Il n’existe aucune donnée scientifique non plus sur l’efficacité à long terme de la première dose, « ce qui est un point critique si l’on veut s’assurer que l’espacement ne comporte pas de risque », estime le Pr Fischer. Selon des chercheurs israéliens, la protection contre la maladie chez les 60 ans et plus n’est que de 33 % entre les deux doses, tandis que les essais de phase 3 rapportent une efficacité entre deux doses de l’ordre de 50 % pour les vaccins Pfizer/BioNTech et Moderna. « Ce sont des données préliminaires, donc il faut être prudent, mais cela suggère que la protection pourrait être moins efficace chez les sujets plus âgés », souligne-t-il.

Autre point de vigilance, une seule injection ne semble entraîner qu’une faible dose d’anticorps neutralisants, « qui sont probablement importants pour la protection », précise le Pr Fischer, rappelant ainsi l’importance du rappel. Si aucune infection n’a été constatée en cas de deuxième dose à six semaines, l’effectif était trop faible pour en tirer des conclusions, a-t-il expliqué.

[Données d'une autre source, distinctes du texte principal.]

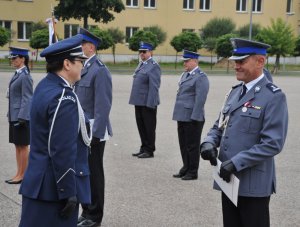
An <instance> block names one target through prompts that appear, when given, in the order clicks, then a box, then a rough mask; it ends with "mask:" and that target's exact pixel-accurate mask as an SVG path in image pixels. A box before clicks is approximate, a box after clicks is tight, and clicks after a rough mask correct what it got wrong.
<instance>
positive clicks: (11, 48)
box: [5, 47, 33, 184]
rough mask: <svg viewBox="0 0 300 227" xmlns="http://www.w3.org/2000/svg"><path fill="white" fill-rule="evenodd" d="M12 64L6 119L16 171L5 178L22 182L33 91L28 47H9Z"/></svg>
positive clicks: (25, 166)
mask: <svg viewBox="0 0 300 227" xmlns="http://www.w3.org/2000/svg"><path fill="white" fill-rule="evenodd" d="M9 58H10V59H11V62H12V65H13V66H14V67H15V68H16V71H15V74H14V75H13V77H12V78H11V80H10V82H9V85H8V91H7V98H8V113H7V116H8V121H9V142H10V143H13V144H14V145H15V148H16V159H17V173H16V175H15V176H14V177H12V178H10V179H9V180H6V181H5V182H6V183H8V184H20V183H21V182H22V179H23V176H24V173H25V170H26V167H27V163H28V153H29V147H28V145H29V143H30V142H29V140H30V130H29V108H30V102H31V97H32V93H33V80H32V77H31V75H30V70H29V67H28V61H29V56H28V49H23V48H19V47H10V56H9Z"/></svg>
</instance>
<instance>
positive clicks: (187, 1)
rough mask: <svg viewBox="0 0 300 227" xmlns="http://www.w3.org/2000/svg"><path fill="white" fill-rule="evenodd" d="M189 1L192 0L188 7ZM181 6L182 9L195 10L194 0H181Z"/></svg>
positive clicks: (194, 1)
mask: <svg viewBox="0 0 300 227" xmlns="http://www.w3.org/2000/svg"><path fill="white" fill-rule="evenodd" d="M185 1H186V6H187V8H184V3H185ZM191 1H192V3H193V4H192V8H190V6H191ZM182 8H183V9H184V10H195V0H183V6H182Z"/></svg>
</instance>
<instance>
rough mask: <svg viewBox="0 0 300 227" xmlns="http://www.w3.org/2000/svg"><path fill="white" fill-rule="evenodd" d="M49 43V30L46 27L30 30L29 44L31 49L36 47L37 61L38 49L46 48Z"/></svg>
mask: <svg viewBox="0 0 300 227" xmlns="http://www.w3.org/2000/svg"><path fill="white" fill-rule="evenodd" d="M48 45H49V32H48V29H47V28H44V29H41V30H36V31H34V32H32V34H31V38H30V39H29V46H30V47H31V48H33V49H36V58H35V60H36V61H37V57H38V53H39V49H42V48H46V47H47V46H48Z"/></svg>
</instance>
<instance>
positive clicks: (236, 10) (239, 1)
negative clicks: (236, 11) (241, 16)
mask: <svg viewBox="0 0 300 227" xmlns="http://www.w3.org/2000/svg"><path fill="white" fill-rule="evenodd" d="M246 5H247V0H237V1H236V11H237V12H246V9H247V7H246Z"/></svg>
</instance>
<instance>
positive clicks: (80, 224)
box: [77, 219, 100, 227]
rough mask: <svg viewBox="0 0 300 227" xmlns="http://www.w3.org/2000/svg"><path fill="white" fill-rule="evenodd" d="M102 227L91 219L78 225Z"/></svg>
mask: <svg viewBox="0 0 300 227" xmlns="http://www.w3.org/2000/svg"><path fill="white" fill-rule="evenodd" d="M96 226H100V222H95V221H92V220H91V219H85V220H84V221H82V222H80V223H79V224H77V227H96Z"/></svg>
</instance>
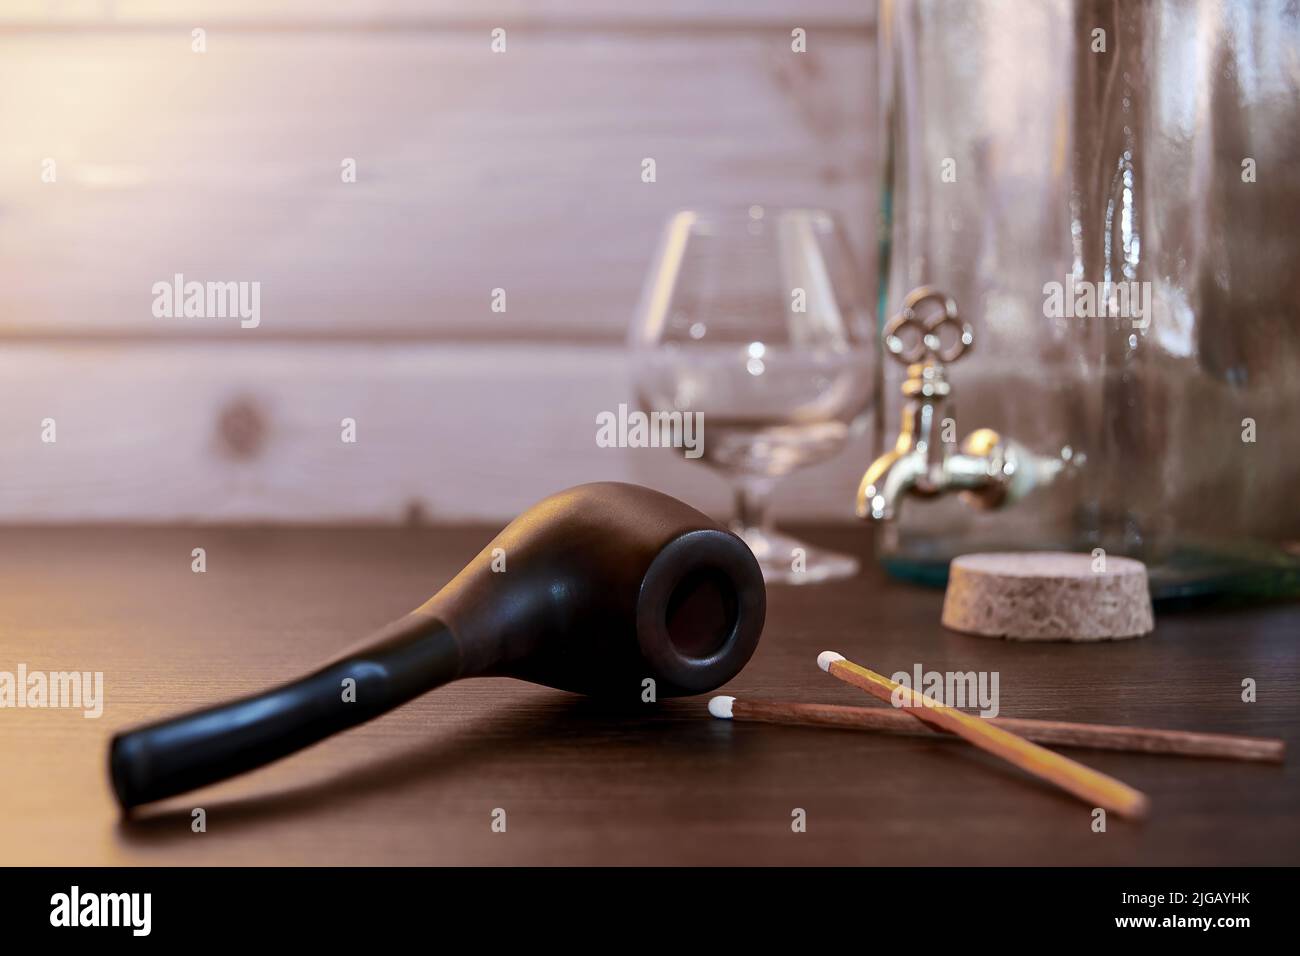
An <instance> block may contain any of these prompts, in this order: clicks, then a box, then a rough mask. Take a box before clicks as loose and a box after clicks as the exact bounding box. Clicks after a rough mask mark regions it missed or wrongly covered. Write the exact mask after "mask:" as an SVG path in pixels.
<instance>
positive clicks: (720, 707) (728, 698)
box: [708, 697, 736, 721]
mask: <svg viewBox="0 0 1300 956" xmlns="http://www.w3.org/2000/svg"><path fill="white" fill-rule="evenodd" d="M735 702H736V698H735V697H714V698H712V700H711V701H708V713H710V714H712V715H714V717H716V718H718V719H719V721H729V719H731V705H732V704H735Z"/></svg>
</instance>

D’un point de vue logistique, un changement de calendrier vaccinal obligerait à recontacter toutes les personnes primovaccinées, ce qui risquerait d’entraîner des difficultés de mise en œuvre de la vaccination. Et le risque d’autoriser un tel espacement est aussi qu’il soit dépassé en pratique. « D’expérience personnelle, en tant que praticien, lorsqu’on applique un schéma temporel d’administration d’un médicament ou d’un vaccin, on sait que celui-ci n’est pas strictement respecté. Et si l’on dit que le vaccin doit être administré après six semaines, il y aura un certain nombre de personnes qui auront le vaccin après sept semaines, voire plus », redoute le Pr Fischer.

Le choix de la sécurité

Olivier Véran a de son côté ajouté que plus le délai entre les deux doses était long, plus le risque était grand que la deuxième injection soit « oubliée » ou « manquée ». « Toutes ces données, partagées par beaucoup d’experts en Europe et aux États-Unis, nous font considérer avec une certaine prudence, une certaine réticence l’idée de l’espacement », a conclu le Pr Fischer.

Évoquant les inconnues et les incertitudes, Olivier Véran a assuré faire le « choix de la sécurité des données validées dont on maîtrise la pleine compréhension », en l’absence de consensus scientifique, n’oubliant pas de remercier malgré tout « les uns et les autres pour leur approche et leur abord de cette problématique extrêmement complexe ». Après un début de campagne vaccinale critiquée, le ministre de la Santé s’est par ailleurs félicité que la France soit désormais dans « le peloton de tête européen » en termes de rythme de vaccination.